For new houses on lots smaller than 5,000 square feet, there would be a cap of 2,500 square feet, rather than an FAR limit.
Only 9.5% of Seattle’s existing single-family houses would have been blocked had O’Brien’s proposal been in place when they were built.
But 47% of new houses built in the city since 2010 (1,753 of 3,694) would have been blocked, according to data requested by The Seattle Times.
Some are actual mansions on sprawling lots, while others are somewhat large homes on small lots. None would have been allowed under O’Brien’s plan.
“The numbers really tell the story . when people are building new houses, they’re building these huge structures a lot larger than the typical structure,” the council member said. “That reinforces the urgency around this policy.”
Many recently-built houses that would have been blocked are in neighborhoods relatively close to downtown, where lot sizes are smaller. Few are in Seattle’s northernmost neighborhoods, where lots sizes are larger.
With the accessory-unit changes and McMansion ban, Seattle would add 4,430 accessory units and see 1,580 houses torn down over 10 years, according to a city analysis. Without the changes and the ban, there would be an estimated 1,970 units added and 2,030 houses torn down.

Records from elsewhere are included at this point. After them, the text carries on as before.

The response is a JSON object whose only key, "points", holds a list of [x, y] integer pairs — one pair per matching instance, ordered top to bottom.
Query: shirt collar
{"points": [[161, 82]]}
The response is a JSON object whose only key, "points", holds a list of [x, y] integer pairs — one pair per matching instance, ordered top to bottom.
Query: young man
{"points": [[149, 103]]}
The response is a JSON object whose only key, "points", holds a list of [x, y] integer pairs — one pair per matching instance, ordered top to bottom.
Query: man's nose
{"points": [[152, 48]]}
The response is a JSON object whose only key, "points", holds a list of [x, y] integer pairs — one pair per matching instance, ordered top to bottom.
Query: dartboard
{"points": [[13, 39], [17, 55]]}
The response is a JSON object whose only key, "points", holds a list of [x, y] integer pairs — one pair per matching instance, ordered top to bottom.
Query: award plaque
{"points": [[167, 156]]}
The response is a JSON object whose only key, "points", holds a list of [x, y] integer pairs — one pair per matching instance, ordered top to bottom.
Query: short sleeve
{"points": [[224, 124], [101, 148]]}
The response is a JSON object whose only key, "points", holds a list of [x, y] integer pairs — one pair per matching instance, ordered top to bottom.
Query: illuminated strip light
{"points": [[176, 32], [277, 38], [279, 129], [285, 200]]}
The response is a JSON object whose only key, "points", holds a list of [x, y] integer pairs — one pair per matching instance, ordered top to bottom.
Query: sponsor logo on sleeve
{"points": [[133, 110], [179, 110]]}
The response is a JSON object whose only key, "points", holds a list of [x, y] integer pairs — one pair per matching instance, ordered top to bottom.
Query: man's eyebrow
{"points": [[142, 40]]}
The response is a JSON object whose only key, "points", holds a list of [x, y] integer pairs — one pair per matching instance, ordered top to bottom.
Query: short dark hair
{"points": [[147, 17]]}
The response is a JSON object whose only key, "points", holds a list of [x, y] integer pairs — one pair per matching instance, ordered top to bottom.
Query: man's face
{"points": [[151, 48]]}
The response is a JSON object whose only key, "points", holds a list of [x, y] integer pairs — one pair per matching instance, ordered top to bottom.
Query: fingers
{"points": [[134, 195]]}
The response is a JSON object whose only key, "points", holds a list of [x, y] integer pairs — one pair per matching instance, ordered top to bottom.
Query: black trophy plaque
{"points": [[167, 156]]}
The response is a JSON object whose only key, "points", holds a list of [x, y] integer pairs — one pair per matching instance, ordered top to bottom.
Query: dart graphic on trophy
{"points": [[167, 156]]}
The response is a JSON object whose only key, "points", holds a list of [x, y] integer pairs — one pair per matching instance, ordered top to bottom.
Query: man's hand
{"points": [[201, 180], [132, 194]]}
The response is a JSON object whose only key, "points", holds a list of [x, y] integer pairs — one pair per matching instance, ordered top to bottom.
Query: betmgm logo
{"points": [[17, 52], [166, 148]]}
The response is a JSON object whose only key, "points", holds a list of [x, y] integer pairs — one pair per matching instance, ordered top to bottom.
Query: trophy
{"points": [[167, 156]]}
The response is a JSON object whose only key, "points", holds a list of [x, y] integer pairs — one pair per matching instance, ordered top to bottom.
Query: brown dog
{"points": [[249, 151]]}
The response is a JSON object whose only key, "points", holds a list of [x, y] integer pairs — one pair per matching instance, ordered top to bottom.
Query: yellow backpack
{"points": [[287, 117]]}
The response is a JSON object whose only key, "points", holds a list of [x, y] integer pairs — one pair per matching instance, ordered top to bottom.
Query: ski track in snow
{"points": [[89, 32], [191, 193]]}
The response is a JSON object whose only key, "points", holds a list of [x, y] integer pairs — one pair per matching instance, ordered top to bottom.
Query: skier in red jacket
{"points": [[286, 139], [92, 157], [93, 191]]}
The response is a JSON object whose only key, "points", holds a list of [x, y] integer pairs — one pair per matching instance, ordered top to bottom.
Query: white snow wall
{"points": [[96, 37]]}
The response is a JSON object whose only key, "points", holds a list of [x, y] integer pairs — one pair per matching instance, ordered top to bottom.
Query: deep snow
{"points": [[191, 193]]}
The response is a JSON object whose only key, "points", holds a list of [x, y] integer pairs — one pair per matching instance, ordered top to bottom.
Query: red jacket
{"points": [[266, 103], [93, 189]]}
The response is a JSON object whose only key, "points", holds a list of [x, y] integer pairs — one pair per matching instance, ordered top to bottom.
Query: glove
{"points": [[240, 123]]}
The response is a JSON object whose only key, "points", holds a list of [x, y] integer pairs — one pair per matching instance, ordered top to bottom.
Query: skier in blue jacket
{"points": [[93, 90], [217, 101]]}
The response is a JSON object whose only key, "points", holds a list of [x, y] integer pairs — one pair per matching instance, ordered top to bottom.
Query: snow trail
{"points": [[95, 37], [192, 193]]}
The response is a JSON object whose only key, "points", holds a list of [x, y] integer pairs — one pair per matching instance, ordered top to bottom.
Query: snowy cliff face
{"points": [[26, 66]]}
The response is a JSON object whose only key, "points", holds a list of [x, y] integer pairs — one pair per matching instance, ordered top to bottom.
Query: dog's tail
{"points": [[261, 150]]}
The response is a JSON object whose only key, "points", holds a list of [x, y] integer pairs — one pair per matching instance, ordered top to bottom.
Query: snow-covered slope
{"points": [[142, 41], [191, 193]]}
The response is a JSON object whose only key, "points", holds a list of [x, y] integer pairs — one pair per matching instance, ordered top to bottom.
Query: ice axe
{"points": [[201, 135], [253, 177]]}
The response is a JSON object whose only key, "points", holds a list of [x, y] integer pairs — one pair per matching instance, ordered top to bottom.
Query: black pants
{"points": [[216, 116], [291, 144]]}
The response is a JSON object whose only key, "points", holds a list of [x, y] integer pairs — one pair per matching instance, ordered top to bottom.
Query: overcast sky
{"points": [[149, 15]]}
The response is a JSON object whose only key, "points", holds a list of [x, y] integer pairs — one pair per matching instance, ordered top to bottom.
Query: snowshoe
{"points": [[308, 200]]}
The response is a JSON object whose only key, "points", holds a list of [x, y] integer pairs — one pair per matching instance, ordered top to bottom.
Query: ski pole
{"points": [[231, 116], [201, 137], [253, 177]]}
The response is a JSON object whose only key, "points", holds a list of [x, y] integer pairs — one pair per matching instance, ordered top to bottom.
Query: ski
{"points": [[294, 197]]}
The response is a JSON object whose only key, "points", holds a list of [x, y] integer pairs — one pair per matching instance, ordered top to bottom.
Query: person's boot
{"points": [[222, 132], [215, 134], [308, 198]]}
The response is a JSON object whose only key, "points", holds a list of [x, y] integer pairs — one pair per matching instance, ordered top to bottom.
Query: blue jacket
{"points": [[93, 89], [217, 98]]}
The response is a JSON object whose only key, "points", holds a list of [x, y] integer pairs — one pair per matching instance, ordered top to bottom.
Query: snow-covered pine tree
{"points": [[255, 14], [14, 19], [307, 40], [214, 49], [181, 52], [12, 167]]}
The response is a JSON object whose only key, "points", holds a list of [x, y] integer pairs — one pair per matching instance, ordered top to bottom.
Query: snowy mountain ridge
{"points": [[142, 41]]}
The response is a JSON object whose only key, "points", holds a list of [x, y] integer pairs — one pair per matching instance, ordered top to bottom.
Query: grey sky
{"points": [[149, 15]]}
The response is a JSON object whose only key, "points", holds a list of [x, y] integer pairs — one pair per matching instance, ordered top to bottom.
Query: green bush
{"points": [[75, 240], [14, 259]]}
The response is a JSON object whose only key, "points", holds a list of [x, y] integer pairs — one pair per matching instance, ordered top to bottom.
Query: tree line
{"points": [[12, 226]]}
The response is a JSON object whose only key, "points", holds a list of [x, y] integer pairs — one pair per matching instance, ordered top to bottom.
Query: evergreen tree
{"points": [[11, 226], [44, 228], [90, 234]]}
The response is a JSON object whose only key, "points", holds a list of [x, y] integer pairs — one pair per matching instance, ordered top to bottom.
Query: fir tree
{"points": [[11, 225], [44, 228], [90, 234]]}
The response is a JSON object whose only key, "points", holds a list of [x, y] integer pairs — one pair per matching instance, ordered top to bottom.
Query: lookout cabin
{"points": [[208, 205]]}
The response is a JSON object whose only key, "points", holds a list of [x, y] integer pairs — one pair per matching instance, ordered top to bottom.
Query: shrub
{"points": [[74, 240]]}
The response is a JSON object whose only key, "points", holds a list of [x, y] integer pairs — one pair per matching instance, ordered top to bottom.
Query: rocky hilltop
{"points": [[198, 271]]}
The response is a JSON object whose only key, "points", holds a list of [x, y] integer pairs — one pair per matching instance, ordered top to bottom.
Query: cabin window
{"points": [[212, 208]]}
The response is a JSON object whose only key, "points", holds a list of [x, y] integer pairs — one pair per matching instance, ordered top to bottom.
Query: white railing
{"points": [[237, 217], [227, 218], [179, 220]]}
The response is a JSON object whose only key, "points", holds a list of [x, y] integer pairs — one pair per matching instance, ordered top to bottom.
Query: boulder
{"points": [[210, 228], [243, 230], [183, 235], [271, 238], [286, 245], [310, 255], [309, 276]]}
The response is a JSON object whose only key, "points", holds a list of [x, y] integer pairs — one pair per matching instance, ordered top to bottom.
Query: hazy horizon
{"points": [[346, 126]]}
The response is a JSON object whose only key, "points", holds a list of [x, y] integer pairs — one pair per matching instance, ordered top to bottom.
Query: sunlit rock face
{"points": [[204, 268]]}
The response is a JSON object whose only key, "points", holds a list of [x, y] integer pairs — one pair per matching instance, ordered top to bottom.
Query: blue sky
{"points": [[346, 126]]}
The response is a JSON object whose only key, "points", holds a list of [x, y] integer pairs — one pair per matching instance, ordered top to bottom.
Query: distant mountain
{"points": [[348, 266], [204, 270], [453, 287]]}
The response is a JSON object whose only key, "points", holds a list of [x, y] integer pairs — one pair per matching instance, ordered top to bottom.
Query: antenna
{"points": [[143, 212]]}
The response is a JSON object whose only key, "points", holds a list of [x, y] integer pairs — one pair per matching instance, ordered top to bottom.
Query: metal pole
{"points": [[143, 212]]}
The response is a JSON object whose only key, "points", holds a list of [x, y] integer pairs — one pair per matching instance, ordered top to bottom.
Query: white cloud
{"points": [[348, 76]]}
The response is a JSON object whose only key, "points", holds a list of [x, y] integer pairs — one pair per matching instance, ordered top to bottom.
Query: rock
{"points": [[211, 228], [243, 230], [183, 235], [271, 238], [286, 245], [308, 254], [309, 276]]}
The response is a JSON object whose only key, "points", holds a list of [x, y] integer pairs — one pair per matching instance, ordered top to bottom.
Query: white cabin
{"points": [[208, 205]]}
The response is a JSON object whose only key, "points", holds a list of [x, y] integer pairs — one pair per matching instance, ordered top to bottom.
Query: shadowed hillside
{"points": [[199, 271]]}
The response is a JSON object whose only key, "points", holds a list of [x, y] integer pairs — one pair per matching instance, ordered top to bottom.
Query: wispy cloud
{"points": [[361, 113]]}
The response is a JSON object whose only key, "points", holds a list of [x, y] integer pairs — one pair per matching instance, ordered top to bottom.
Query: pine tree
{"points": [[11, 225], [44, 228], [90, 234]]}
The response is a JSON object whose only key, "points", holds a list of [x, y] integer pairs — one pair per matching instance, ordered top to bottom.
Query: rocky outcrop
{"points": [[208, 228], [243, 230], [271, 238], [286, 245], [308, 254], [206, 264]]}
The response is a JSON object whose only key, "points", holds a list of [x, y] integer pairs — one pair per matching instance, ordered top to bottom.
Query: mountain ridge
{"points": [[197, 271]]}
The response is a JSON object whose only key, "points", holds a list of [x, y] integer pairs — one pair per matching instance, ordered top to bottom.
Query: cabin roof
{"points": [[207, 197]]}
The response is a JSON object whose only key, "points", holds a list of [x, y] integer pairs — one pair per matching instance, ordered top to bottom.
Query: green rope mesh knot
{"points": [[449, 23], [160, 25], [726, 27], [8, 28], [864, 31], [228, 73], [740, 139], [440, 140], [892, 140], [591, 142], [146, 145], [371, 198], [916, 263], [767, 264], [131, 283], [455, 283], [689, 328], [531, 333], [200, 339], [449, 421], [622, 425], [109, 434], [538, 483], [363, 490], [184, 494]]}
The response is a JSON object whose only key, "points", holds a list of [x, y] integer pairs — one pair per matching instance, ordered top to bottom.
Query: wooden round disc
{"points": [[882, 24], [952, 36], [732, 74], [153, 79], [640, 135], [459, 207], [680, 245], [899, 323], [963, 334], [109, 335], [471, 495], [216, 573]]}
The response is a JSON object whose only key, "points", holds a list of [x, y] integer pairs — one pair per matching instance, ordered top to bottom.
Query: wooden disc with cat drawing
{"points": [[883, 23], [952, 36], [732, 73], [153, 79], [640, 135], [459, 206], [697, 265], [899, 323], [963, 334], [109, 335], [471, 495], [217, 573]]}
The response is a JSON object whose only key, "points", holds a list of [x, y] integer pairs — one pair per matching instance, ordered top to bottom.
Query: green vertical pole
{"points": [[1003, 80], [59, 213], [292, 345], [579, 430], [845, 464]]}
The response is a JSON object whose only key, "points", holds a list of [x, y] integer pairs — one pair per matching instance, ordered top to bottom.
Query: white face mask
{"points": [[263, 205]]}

Some developers are opposed to O’Brien’s ban. Though Keith Hammer is a proponent of loosening restrictions on accessory units, he worries the FAR limit would cause him to lose business in the short term. Hammer can’t recall the last time his nwBuilt company constructed a Seattle house smaller than 2,500 square feet.
“In some neighborhoods, the status quo is a larger house. That’s what people want to buy in some neighborhoods,” he said. “I’ve been building 3,000- to 3,500-square-foot houses . I wouldn’t be able to do that anymore and that product would no longer be available to the public.”
There could also be unintended consequences, Hammer said. Some people would likely build a large house with a basement unit and then occupy both, rather than renting. Meanwhile, construction costs would increase.
Another developer is more optimistic. Sam Lai is excited about working on more houses with accessory units, he said.
“The outcome is probably going to be more units being built and less square footage per occupant, which would be great from an environmental perspective,” said the Green Canopy co-founder, whose own property includes an accessory unit. “It also would provide us with more options in terms of what we could design and build for prospective buyers.”
There could be huge latent demand for houses with accessory units, Lai said. Developers don’t really know because bank loans for such projects have been hard to come by, he said.
Mayor Jenny Durkan has said she wants to see more accessory units constructed. She asked the Seattle Department of Construction and Inspections last year to pre-approve certain backyard-cottage designs.
Durkan hasn’t directly addressed the owner-occupancy question, nor the McMansion question. Skeptics have predicted that removing Seattle’s owner-occupancy requirement for lots with accessory units could lead developers to replace older houses with multiple rental apartments.
The mayor wants to “open all neighborhoods to more diversity,” but she also wants to “ensure we do not encourage speculation,” spokeswoman Kamaria Hightower said in an email.
The Durkan administration hosted several invitation-only meetings this month “to hear from residents about ways the city can better support homeowners” who want to build accessory units, Hightower said. The meetings were in the Central District, Ravenna and West Seattle, and on Beacon Hill.
The council will host a public hearing June 11, O’Brien said. His committee could vote on the legislation as soon as June 18 and the council could adopt the plan as soon as June 24.